COMP9814 11s1 NLP Assignment

As for the COMP9414 NLP Assignment, plus the following:

Using the tagged corpus at http://www.cse.unsw.edu.au/~billw/cs9414/notes/corpora/austen_tagged as your test data, write a program (in Perl, C, or Java) to compute lexical category and bigram statistics.

Use your program to produce a report, listing the lexical categories (tags) in alphabetical order, along with the number of each lexical category that was found. After all the lexical category counts are printed, your report should list the bigram counts found, also in alphabetical order.
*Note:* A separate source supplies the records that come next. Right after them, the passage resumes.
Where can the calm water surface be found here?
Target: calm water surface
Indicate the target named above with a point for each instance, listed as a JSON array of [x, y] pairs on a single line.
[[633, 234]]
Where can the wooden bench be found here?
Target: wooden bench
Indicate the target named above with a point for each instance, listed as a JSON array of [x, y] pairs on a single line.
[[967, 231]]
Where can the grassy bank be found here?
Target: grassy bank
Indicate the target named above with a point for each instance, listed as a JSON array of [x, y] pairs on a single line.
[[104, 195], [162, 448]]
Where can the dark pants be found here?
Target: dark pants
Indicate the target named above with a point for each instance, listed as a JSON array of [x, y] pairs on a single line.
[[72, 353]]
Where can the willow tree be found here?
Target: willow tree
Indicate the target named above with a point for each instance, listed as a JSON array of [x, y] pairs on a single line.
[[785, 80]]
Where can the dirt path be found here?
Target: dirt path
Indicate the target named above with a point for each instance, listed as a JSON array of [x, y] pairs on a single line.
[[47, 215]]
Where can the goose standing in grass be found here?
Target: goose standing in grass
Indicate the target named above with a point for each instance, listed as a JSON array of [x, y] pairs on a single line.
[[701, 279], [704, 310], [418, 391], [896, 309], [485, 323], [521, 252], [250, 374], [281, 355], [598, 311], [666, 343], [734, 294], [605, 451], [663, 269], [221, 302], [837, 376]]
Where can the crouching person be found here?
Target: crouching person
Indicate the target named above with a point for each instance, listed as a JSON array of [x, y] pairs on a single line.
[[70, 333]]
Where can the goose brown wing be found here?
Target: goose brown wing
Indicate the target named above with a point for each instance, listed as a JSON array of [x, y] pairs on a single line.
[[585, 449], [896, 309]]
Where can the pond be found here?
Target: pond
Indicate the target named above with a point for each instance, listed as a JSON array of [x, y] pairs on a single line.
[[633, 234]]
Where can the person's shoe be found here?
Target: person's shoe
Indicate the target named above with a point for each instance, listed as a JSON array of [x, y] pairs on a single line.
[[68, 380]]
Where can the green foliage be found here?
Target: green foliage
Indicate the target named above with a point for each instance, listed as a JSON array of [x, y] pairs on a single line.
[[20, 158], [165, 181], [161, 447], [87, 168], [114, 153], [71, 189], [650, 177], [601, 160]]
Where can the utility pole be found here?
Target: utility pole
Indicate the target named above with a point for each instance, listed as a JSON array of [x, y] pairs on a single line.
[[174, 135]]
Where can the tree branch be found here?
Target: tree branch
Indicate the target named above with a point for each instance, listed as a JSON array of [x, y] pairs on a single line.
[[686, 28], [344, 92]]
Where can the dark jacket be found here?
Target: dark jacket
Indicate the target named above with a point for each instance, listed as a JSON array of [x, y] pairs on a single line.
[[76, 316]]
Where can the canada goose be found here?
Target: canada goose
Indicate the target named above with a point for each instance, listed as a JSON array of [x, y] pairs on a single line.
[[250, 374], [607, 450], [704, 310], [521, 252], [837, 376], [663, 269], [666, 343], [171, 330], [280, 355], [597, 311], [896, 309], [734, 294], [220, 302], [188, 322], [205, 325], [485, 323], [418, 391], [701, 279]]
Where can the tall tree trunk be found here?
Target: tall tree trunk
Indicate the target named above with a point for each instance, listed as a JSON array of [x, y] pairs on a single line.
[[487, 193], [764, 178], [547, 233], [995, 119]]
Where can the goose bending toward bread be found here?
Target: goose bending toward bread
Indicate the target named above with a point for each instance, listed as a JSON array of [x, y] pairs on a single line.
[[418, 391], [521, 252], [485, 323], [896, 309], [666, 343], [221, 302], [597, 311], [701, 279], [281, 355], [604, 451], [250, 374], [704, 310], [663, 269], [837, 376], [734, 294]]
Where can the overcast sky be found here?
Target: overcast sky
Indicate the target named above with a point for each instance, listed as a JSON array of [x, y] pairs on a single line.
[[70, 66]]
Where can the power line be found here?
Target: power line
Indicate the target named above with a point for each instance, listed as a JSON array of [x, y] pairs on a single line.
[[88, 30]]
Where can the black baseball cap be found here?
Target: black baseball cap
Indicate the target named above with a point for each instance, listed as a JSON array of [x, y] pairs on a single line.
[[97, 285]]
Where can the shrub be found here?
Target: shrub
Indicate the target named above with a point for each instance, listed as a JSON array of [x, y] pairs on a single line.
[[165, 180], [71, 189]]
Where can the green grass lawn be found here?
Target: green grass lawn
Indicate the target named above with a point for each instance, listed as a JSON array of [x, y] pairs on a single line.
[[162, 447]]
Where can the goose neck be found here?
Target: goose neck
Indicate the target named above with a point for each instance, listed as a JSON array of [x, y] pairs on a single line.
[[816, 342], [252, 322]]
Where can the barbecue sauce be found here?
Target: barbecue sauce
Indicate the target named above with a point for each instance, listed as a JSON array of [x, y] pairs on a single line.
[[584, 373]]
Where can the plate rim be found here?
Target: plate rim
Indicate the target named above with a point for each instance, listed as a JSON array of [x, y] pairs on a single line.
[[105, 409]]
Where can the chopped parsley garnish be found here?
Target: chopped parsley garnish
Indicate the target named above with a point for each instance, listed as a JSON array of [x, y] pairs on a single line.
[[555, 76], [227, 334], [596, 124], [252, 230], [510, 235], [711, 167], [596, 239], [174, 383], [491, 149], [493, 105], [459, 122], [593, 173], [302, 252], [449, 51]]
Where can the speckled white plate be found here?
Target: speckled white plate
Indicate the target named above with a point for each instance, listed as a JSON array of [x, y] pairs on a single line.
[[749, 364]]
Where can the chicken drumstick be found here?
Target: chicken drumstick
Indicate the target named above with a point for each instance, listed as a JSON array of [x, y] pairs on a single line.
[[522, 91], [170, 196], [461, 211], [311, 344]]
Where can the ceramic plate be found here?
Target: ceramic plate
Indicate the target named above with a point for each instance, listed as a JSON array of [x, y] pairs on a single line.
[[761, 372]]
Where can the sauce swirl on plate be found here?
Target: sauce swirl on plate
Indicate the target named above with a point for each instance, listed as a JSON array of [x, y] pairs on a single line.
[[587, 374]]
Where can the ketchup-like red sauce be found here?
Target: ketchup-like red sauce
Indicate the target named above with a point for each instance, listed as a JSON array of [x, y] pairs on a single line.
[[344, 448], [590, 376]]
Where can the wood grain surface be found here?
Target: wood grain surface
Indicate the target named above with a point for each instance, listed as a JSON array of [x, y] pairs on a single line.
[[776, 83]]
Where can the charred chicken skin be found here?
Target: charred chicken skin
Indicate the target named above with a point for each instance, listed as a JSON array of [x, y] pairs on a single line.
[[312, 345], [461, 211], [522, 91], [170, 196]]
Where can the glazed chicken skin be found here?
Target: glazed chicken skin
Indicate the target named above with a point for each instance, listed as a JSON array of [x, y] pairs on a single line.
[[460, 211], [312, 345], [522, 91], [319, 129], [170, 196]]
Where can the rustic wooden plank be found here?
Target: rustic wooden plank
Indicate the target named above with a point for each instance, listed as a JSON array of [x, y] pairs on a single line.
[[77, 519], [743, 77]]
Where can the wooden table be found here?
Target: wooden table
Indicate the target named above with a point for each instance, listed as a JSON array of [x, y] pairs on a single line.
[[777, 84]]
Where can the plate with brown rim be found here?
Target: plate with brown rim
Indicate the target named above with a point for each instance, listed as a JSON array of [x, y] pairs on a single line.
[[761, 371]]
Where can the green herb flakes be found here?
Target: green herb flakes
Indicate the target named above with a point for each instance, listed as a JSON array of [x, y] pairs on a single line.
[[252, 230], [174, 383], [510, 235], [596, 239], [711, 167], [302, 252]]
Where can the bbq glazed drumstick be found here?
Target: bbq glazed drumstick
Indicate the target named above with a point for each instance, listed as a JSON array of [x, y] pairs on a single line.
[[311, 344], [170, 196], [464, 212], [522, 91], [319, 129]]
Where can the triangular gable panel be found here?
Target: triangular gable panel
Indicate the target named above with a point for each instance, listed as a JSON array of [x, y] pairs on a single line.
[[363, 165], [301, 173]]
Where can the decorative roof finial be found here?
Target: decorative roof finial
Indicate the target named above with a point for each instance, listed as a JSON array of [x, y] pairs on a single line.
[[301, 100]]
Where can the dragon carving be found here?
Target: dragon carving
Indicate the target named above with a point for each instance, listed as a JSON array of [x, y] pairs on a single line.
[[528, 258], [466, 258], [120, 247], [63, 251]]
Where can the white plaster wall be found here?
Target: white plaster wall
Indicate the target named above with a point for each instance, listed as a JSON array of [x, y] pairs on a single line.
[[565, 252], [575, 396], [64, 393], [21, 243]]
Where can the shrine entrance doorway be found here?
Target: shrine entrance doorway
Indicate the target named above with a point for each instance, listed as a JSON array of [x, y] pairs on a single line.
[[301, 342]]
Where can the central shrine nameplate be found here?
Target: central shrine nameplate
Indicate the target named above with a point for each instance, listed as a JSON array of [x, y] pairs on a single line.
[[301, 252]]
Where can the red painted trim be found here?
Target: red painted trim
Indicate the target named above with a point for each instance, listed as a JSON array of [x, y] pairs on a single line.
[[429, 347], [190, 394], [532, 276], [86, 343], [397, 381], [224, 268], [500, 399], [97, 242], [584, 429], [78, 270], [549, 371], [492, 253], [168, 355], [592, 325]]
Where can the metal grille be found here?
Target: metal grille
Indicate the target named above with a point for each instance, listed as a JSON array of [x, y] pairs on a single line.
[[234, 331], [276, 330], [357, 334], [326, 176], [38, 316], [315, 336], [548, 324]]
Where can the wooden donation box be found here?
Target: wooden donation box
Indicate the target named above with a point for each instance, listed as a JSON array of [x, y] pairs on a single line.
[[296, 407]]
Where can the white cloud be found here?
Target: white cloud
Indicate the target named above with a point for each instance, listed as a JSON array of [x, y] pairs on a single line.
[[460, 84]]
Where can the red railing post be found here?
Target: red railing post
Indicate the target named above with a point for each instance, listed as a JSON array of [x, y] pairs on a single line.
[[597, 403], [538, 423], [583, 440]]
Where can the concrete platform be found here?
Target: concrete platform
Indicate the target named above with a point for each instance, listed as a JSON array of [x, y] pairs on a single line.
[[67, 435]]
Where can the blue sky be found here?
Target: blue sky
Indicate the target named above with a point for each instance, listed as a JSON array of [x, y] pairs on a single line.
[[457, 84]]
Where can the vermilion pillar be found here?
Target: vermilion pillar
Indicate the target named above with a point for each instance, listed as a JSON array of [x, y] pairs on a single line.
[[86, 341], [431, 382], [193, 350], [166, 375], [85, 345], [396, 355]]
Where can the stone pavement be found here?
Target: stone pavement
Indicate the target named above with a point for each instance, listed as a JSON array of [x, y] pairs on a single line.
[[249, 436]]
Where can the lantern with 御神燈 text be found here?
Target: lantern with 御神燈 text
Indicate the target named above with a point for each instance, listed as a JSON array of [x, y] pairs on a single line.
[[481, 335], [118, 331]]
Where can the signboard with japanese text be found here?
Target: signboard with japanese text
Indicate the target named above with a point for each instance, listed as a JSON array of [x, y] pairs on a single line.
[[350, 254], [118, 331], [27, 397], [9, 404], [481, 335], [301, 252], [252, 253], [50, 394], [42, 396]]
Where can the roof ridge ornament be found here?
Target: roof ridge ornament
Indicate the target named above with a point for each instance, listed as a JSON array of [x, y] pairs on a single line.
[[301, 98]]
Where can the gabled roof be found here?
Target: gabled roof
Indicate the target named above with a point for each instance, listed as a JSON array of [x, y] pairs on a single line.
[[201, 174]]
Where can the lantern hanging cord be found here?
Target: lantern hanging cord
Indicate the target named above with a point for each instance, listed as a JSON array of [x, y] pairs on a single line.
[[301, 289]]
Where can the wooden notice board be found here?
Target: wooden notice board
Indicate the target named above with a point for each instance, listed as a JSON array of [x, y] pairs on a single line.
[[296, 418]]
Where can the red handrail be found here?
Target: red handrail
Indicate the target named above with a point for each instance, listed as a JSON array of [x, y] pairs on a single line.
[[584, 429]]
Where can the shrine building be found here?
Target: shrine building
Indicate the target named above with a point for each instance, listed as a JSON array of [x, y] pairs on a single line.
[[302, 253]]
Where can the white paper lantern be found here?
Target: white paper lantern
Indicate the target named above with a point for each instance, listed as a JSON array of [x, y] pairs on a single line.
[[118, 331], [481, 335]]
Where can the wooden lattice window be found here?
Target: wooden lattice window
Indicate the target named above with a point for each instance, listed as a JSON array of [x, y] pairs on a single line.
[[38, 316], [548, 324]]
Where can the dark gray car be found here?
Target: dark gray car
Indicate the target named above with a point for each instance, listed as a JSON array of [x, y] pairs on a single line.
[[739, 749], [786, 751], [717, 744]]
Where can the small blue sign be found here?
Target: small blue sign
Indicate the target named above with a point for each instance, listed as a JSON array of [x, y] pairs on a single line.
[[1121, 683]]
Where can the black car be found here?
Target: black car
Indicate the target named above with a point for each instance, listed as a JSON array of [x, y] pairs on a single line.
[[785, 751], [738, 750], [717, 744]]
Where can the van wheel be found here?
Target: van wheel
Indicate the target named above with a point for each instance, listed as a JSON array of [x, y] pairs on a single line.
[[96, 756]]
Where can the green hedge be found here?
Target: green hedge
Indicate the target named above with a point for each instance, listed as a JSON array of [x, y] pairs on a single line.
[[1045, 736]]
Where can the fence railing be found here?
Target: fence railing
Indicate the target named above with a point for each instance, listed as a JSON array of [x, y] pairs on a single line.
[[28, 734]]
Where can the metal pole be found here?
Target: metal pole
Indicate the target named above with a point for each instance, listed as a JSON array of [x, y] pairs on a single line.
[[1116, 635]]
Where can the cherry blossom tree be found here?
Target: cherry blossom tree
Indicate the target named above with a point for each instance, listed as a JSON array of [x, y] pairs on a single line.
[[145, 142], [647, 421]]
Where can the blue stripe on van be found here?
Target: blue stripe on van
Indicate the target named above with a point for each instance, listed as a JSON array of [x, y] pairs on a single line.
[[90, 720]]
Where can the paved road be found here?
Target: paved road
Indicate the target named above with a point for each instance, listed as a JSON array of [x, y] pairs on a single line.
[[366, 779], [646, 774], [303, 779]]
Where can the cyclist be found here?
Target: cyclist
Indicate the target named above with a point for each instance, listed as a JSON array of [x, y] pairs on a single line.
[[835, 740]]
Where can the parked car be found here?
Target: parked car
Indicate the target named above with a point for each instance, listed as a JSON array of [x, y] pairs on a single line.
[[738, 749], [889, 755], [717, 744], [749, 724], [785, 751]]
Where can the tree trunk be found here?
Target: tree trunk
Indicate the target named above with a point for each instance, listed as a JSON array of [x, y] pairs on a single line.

E.g.

...
VERB: 273
...
AUX ADV: 23
...
(The figures above are fictitious.)

It is OK to "hard-wire" the tagset into your program, if you wish to do it that way.

Due date

Submit your program using the UNIX command:

give cs9414 extnlp statscode.c statsreport.txt
Where statscode.c (or statscode.java or statscode.pl or ...) is your program. You can include a Makefile if you feel it necessary. If you wish to write your solution in another language please send a request to billw.

Note that two submissions are required for this final assignment for COMP9814 students - you also need to submit the COMP9414 part using

give cs9414 nlp nlp-soln.pl

Due date: 11.30pm on Friday of week 13 (Friday 3 June, 2011).

Don't forget to check that your code works on a CSE machine, in exactly the form that you will be handing it in, immediately before submission. Even if you just add an extra line of comments, re-test before submission!

The work you submit must be your own, except where you acknowledge another source.

This specification © UNSW & Bill Wilson, 2011